C2C Leadership organized Uttarakhand’s biggest Uttarakhand Influencers Meet 2025 on December 8, 2025, which was fully managed by Kedar Beyond Creation (KBC). The chief guest at the event was the Chief Minister of Uttarakhand, Pushkar Dhami. The event took place at 4:00 PM at The Emerald Grand Hotel, Dehradun. The event saw a large gathering of prominent personalities and creators from Uttarakhand, who enjoyed everything from Chief Minister Pushkar Dhami’s address to Pritam’s melodious singing.

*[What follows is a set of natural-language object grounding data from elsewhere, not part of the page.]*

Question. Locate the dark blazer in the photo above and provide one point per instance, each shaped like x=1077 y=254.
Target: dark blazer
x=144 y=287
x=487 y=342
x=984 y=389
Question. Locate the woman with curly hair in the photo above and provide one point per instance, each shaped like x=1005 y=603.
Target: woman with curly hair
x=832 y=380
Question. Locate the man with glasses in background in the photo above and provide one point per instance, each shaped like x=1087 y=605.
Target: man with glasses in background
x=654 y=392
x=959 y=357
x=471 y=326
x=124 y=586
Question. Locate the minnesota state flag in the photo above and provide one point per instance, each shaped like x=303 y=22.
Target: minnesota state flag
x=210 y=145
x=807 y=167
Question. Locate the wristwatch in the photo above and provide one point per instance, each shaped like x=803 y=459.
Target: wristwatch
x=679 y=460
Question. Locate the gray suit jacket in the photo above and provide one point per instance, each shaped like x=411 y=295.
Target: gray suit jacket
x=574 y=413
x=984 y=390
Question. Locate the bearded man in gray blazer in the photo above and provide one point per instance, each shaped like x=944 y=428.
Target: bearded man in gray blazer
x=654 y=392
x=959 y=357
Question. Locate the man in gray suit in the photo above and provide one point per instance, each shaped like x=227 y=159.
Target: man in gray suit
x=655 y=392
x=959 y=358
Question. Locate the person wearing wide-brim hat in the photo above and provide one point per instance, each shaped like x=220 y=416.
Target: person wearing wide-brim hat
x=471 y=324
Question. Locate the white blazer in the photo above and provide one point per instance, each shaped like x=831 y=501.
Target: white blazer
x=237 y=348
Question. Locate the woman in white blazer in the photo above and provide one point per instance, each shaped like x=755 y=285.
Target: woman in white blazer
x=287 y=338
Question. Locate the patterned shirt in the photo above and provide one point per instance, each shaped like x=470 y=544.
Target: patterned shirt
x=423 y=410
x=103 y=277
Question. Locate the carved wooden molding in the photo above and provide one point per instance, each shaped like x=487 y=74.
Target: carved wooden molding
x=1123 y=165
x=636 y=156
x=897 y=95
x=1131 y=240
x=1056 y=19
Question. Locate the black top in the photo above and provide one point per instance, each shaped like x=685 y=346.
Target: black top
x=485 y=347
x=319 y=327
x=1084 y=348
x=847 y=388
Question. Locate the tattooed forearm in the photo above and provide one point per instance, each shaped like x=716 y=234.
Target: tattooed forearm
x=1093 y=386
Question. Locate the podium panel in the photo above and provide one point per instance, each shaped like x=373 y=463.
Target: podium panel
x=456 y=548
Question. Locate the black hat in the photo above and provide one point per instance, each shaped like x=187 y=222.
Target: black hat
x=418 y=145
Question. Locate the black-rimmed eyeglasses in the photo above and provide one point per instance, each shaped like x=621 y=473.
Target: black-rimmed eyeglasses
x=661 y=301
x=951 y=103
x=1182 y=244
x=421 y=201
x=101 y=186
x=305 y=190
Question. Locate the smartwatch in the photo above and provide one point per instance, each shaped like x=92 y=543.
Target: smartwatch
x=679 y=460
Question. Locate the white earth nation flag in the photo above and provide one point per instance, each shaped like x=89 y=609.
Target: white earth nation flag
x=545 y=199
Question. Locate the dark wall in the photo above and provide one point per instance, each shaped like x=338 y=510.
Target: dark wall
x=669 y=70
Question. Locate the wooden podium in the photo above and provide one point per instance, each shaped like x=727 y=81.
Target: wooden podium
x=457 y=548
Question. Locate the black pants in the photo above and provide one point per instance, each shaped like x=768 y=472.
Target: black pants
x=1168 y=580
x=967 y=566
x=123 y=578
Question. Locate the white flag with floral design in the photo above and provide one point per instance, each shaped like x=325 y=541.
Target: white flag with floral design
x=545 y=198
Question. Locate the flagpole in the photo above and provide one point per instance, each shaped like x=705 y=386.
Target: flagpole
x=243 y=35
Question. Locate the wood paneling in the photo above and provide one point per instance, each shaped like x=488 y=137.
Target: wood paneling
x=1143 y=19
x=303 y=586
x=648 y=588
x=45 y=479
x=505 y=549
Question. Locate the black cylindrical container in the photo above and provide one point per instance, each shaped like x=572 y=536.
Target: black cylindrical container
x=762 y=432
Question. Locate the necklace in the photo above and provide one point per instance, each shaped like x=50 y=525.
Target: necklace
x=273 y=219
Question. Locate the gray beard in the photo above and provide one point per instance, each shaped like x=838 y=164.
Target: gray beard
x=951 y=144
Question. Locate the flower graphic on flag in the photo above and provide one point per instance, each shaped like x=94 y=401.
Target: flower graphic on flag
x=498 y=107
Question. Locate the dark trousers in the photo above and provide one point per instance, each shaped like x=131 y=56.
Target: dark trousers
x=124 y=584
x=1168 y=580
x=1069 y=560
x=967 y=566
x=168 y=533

The Chief Minister of Uttarakhand walking onto the stage, hugging YouTubers, clicking selfies with Instagram reel queens, and then personally putting shawls and trophies around five incredible women who run businesses from tiny mountain villages. That actually happened on Sunday evening at Hotel Emerald Trail.

For the first time ever, the state threw open its doors and said, “Creators, women entrepreneurs – you’re not alone anymore.”

The event was called Uttarakhand Creators Meet 2025 & Women Entrepreneurs Honour Ceremony, and it was organised by a passionate team at C2C Leadership (the husband-wife duo Divya Singh Mehra and Sanjiv Singh Mehra, who refused to let this dream remain just a dream), with the full event meticulously managed and coordinated by Shilpa Bhat and the dedicated C2C team members.

The moment everyone is still talking about? CM Pushkar Singh Dhami handed out the brand-new “Mahila Udyami Samman 2025” to five absolute powerhouses:

→ Nalini Gosain

→ Shashi Raturii

→ Swati Singh

→ Jyoti Dabral

→ Gayatri Balodi

These ladies are growing organic brands, reviving dying handicrafts, running self-help groups that employ hundreds of sisters in the hills, and building startups when most people told them “it’s impossible up here”.

Then came the part that felt like a group chat with the CM himself – the “Mukhya Mantri Samvad”. Creators stood up, phones in hand, and straight-up asked: “Sir, internet sucks in villages, training is missing, and making money from content is harder here.” CM Dhami didn’t give politician answers. He said, “Policy is coming very soon. Training centres, funding help, better connectivity – consider it done.

You could feel the energy shift in the room. People were crying, cheering, clapping – it was wild.

The night ended with Padma Shri Preetam Bharatwan singing pahadi folk like only he can. Half the hall was dancing, the other half had tears rolling down.

This wasn’t just an event. It felt like Uttarakhand finally looked at its young creators and mountain daughters and said, “We see you. We’ve got your back.” And honestly? The rest of India needs to watch out – because the hills are rising, and they’re doing it with phones, dreams, and unstoppable women.